And right there is a large, multi-panel animation (with sound) which shows a T. rex hunting, a fight between a T. rex and a Triceratops, and a T. rex scavenging a dead dinosaur. (If you look carefully, you can see in the first part of each animation a small mammal in the lower left going about its daily routine — or getting out of the way as the dinosaur approaches.)
Past that is a series of cases providing some context to Sue’s environment, including fossils of plants (and what appears to be an actual piece of wood), along with fossils of mammals (which weren’t very big at that point); fossils of other dinosaurs; and fossils of other reptiles, including a very complete soft-shelled turtle.
Next we come to a case containing a Triceratops skull; against the wall are panels describing some of Sue’s likely prey.

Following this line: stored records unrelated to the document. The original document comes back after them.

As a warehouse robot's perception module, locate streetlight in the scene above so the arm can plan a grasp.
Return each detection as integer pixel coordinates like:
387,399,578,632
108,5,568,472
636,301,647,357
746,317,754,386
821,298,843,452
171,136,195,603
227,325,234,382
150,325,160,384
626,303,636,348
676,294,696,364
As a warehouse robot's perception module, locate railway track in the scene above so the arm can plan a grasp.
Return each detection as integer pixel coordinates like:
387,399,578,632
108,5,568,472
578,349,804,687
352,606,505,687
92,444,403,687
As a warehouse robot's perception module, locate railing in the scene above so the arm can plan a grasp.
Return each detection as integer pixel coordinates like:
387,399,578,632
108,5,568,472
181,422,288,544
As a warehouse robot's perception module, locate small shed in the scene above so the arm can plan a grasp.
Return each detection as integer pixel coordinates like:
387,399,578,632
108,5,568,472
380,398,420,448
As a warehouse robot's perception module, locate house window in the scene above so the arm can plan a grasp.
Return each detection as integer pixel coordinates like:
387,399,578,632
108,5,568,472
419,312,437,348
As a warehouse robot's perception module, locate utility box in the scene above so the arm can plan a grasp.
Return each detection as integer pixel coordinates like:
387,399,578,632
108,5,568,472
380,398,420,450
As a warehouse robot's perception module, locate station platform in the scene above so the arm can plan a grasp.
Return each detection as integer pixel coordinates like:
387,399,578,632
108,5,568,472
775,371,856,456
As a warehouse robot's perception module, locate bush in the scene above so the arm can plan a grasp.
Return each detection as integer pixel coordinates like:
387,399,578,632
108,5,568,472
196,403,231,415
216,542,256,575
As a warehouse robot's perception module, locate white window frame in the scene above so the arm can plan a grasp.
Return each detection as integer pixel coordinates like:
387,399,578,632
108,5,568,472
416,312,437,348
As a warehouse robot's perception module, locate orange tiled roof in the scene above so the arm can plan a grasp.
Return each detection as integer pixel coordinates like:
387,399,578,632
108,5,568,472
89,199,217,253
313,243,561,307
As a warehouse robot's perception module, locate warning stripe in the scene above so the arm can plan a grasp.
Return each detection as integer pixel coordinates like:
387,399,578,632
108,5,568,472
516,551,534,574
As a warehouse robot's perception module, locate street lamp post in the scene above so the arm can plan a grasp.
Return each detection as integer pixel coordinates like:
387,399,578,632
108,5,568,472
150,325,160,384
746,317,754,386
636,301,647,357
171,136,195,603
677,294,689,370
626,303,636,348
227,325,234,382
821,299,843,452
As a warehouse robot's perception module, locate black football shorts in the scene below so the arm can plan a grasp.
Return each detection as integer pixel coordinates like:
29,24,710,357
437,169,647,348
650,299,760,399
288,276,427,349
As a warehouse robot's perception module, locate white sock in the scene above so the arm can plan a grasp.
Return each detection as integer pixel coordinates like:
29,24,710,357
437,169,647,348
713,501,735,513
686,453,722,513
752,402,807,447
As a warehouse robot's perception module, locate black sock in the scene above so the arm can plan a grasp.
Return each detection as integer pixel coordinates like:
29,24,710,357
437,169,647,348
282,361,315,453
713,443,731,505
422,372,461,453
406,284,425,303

Past Sue again (the gallery is laid out so that the traffic flow is circular, leading back to the entrance), we come to Sue’s skull once more. Against the wall on this side are, first an interactive “Sue quiz”, and then photo panels that describe some of the studies done on Sue.
The Museum has gone all out on this one – the design is well thought out, and although I could wish for more detailed labels in the “context” section, the whole is far more than the sum of its parts. Also note that the signage and labels are in English and Spanish, a practice the Museum is following more and more as sections are updated.
And a side note: If you happen to visit before roughly mid-February, 2019, you’ll have to get tickets for a specific time to view Sue. That’s how popular it is.